Multiple local and industry outlets recorded the visit:
- The Odessa American, in a report shared by the Permian Basin Petroleum Association, wrote that “a crew from the Paramount show ‘Landman’ was on hand to film scenes for a future episode” during a packed opening day at Ector County Coliseum.
- PBIOS President Martin Graves told that same outlet that the series was coming out to see the industry firsthand, saying of Landman:
“Maybe Hollywood’s getting it right. They’re coming out here to … see what the energy business is all about.”
- Executive Director Tony Fry explained that the partnership did not happen overnight. He said organizers had been in talks with the Landman team for six months, noting that the production’s soundstage is in Fort Worth and that the crew was “coming here to do some shooting and get the sights and sounds and overall feeling of the show.”
The Midland Reporter‑Telegram also told readers they might notice “a television crew filming for the series Landman” while walking the grounds.
None of the coverage details precisely how long the crew stayed on site or which characters were present.

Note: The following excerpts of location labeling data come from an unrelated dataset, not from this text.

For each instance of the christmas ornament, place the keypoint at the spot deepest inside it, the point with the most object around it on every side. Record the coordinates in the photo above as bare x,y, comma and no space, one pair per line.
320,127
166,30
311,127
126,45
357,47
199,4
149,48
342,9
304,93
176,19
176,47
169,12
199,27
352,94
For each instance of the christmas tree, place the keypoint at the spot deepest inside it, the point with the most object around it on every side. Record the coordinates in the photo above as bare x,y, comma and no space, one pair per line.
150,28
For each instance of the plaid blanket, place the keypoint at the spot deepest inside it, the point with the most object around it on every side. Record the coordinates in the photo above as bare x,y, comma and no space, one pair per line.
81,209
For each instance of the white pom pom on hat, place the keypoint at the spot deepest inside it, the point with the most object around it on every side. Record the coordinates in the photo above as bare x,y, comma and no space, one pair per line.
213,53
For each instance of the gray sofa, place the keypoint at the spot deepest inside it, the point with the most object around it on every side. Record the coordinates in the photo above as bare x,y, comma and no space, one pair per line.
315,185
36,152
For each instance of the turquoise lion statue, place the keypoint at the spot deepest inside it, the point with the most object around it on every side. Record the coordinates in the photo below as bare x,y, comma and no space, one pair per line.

It also does not specify how much of the footage will make the final cut. That part will only become clear as Season 2 continues to air into early 2026.

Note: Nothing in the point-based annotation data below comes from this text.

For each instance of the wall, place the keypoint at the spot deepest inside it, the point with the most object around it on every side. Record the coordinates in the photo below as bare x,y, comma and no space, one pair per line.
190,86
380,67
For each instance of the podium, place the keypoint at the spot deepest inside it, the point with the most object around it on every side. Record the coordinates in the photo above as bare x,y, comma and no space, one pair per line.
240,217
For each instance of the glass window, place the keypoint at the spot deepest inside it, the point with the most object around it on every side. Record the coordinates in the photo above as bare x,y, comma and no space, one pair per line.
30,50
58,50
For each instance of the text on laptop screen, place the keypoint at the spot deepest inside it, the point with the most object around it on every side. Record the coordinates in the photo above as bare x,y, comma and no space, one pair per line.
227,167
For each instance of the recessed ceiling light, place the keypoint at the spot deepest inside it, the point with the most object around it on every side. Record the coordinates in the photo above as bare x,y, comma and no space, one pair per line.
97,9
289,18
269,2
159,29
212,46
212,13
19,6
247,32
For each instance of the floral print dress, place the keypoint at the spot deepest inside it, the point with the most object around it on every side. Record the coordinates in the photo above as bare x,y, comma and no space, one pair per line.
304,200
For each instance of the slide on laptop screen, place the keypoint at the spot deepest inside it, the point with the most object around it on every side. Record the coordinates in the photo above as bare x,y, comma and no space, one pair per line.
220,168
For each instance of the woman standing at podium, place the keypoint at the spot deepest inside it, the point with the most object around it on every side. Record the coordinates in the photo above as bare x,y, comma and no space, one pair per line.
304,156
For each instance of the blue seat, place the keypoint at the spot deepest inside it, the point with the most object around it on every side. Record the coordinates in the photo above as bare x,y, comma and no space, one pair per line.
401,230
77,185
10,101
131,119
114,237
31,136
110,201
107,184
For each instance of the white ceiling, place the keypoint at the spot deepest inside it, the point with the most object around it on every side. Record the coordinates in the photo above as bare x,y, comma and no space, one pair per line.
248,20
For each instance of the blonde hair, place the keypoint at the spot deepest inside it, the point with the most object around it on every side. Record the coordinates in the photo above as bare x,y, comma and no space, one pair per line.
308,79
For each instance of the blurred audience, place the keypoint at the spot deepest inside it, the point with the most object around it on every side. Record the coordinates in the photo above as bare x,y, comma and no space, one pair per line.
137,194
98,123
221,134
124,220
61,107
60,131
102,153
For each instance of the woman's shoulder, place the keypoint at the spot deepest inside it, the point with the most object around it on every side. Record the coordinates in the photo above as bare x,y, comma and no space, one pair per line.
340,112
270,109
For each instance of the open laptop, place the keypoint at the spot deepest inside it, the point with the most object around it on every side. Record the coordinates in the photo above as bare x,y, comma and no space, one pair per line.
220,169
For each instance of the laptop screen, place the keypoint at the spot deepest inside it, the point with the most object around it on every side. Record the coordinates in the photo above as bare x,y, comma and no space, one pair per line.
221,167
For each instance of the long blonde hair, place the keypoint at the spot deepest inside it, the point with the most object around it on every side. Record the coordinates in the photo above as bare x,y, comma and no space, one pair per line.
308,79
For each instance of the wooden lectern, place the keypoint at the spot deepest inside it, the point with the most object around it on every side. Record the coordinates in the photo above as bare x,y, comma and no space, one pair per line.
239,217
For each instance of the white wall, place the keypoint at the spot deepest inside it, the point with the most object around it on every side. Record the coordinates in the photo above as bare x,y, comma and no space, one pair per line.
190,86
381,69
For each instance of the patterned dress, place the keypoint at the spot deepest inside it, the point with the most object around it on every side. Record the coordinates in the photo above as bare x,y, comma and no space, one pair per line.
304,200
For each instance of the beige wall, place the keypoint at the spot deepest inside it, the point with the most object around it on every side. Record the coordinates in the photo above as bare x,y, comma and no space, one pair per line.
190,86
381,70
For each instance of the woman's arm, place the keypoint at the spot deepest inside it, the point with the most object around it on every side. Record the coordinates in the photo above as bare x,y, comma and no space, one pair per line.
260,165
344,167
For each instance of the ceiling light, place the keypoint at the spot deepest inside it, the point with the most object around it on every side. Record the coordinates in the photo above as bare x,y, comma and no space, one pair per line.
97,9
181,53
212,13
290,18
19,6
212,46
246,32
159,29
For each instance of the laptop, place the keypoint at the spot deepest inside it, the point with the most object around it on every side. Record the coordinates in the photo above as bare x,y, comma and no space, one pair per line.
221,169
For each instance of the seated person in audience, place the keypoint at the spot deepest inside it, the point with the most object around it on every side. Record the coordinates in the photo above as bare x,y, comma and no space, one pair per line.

What is clear, however, is that the cameras were rolling during an actual, fully functioning PBIOS, capturing real exhibits, crowds, and equipment rather than dealing only with staged replicas.

Why PBIOS Is a Natural Fit for Landman
Sheridan’s series has built its reputation on immersing viewers in the culture and mechanics of the oil patch: man camps, sagging towns, big‑ticket leases, and the high‑risk, high‑reward world of the Permian boom.
For that kind of storytelling, the Permian Basin International Oil Show offers something difficult to re‑create entirely on a soundstage:
- Real‑world heavy equipment and full‑scale rigs moving on outdoor lots
- Crowds of working oilfield hands mixed with executives and vendors
- A setting that locals already know as “The Working Man’s Show”
- Visible links between past and present, from vintage rigs to cutting‑edge completions tools
By dropping a camera crew into PBIOS 2025, the production could capture exactly the “sights and sounds and overall feeling of the show” that Fry described, while still relying on Fort Worth’s SGS Studios for controlled interior and dramatic work.
The collaboration also lines up with PBIOS’s own push to raise its profile. In 2025, alongside PBIOS Live, national political guests, and a new symposium format, having a major streaming series on site reinforced the idea that what happens at Ector County Coliseum resonates far beyond Odessa.
What Happens Next
As of December 2025, Season 2 of Landman is still rolling out weekly on Paramount+, and the series has already been renewed for a third season after its November premiere drew more than 9.2 million views in its first two days, according to the Houston Chronicle. The show has become one of the platform’s top draws.
PBIOS, for its part, remains firmly rooted as a biennial Odessa tradition, with organizers, volunteers, and industry groups already looking ahead to the next edition. The nonprofit’s scholarship pipeline, historical exhibits, and technical showcase suggest it will continue to anchor the region’s oil identity regardless of shifting prices or storylines on television.
For viewers, the bottom line is straightforward. When you see Landman cut to a sprawling oil exposition in Odessa, you are looking at more than a plausible set. The Permian Basin International Oil Show is real, it is big, and at least some of what you see on screen was captured during an actual, working trade show at Ector County Coliseum in October 2025.